I would appreciate if anyone was able to help clear this up for me.

Answer 1

Looking at $\sum _{n=1}^{\infty \:}\frac{\arctan ^2\left(n\right)}{n^2}$, this series converges, which means that whenever $p\geq0$, your sum converges too by the comparison test.

So maybe it would be easier to look at $\sum _{n=1}^{\infty \:}\frac{(1+n^2)^k\arctan ^2\left(n\right)}{n^2}$, where $k=-p$.

When $k=0.5$, we have that $\sum _{n=1}^{\infty \:}\frac{(1+n^2)^{0.5}\arctan ^2\left(n\right)}{n^2}\geq \sum _{n=1}^{\infty \:}\frac{(n^2)^{0.5}\arctan ^2\left(n\right)}{n^2}=\sum _{n=1}^{\infty \:}\frac{\arctan ^2\left(n\right)}{n} $,which diverges.

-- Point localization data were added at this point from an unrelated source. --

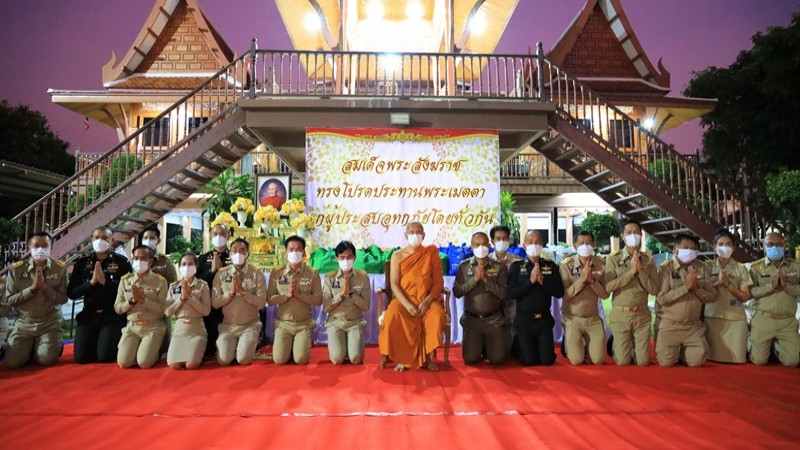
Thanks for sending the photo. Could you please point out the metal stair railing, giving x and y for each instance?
(650, 155)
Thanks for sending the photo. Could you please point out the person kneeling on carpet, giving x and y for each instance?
(345, 297)
(240, 290)
(142, 295)
(295, 288)
(189, 301)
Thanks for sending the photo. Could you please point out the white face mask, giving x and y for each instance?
(686, 255)
(501, 246)
(346, 264)
(585, 250)
(294, 257)
(219, 241)
(40, 253)
(188, 271)
(238, 259)
(533, 250)
(100, 245)
(633, 240)
(724, 252)
(140, 267)
(480, 251)
(414, 240)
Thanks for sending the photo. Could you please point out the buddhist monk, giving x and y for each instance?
(413, 323)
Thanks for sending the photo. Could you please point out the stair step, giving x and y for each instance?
(180, 186)
(165, 197)
(657, 221)
(612, 187)
(669, 232)
(209, 163)
(598, 176)
(584, 165)
(626, 199)
(191, 173)
(569, 154)
(643, 209)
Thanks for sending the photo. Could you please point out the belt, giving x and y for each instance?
(774, 316)
(482, 316)
(628, 308)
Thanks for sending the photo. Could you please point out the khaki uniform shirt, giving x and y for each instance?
(726, 305)
(242, 309)
(627, 288)
(309, 287)
(163, 266)
(340, 305)
(780, 303)
(46, 302)
(198, 305)
(580, 299)
(484, 297)
(674, 301)
(155, 296)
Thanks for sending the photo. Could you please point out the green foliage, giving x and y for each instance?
(602, 226)
(753, 130)
(507, 216)
(783, 192)
(26, 138)
(225, 189)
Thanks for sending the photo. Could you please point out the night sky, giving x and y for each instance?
(64, 44)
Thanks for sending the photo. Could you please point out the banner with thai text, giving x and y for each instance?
(366, 185)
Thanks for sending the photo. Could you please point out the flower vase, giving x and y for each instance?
(241, 216)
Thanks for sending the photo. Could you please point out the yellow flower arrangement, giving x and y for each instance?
(226, 220)
(303, 222)
(293, 206)
(267, 214)
(243, 205)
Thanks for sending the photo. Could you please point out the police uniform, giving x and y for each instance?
(509, 305)
(533, 321)
(205, 272)
(680, 334)
(725, 318)
(4, 310)
(345, 323)
(774, 321)
(240, 327)
(482, 319)
(293, 324)
(579, 312)
(630, 316)
(40, 325)
(143, 335)
(189, 336)
(99, 326)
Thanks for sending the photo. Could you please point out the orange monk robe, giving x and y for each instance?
(407, 339)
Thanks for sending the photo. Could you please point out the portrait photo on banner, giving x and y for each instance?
(273, 189)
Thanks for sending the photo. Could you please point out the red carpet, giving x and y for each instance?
(72, 406)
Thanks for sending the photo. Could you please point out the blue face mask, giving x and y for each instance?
(775, 253)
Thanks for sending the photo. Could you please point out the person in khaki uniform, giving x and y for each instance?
(142, 295)
(776, 285)
(482, 282)
(685, 286)
(500, 236)
(189, 300)
(346, 297)
(630, 276)
(582, 275)
(239, 289)
(36, 289)
(725, 318)
(295, 288)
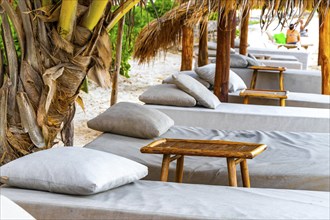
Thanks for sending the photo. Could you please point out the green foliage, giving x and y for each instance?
(134, 22)
(251, 22)
(213, 16)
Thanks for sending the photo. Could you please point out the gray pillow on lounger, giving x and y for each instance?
(71, 170)
(193, 74)
(167, 94)
(131, 119)
(207, 73)
(191, 86)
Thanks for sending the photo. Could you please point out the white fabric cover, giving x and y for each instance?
(167, 94)
(191, 86)
(207, 72)
(292, 160)
(161, 200)
(132, 119)
(10, 210)
(251, 117)
(72, 170)
(193, 74)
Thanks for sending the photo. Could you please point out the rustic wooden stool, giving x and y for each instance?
(268, 94)
(268, 69)
(235, 152)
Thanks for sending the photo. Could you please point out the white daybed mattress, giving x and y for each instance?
(159, 200)
(292, 160)
(233, 116)
(295, 99)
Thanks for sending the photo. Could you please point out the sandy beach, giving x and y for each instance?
(143, 76)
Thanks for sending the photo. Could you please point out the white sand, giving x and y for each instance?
(143, 76)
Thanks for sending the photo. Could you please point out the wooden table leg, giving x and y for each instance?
(165, 167)
(281, 81)
(245, 173)
(179, 169)
(231, 165)
(254, 79)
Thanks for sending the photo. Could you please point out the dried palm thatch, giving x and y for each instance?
(164, 32)
(60, 45)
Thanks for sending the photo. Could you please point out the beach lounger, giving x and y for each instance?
(302, 81)
(160, 200)
(301, 55)
(233, 116)
(292, 160)
(10, 210)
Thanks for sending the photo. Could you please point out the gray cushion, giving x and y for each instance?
(193, 74)
(252, 60)
(191, 86)
(207, 72)
(167, 94)
(131, 119)
(71, 170)
(238, 61)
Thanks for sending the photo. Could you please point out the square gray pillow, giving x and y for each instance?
(131, 119)
(167, 94)
(207, 72)
(238, 61)
(191, 86)
(193, 74)
(71, 170)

When $k<0.5$, we have that $\sum _{n=1}^{\infty \:}\frac{(1+n^2)^{k}\arctan ^2\left(n\right)}{n^2} \leq \sum _{n=1}^{\infty \:}\frac{(n^2+n^2)^{k}\arctan ^2\left(n\right)}{n^2}=2^k\sum _{n=1}^{\infty \:}\frac{\arctan ^2\left(n\right)}{n^{2-2k}}$, which converges whenever $k<0.5$.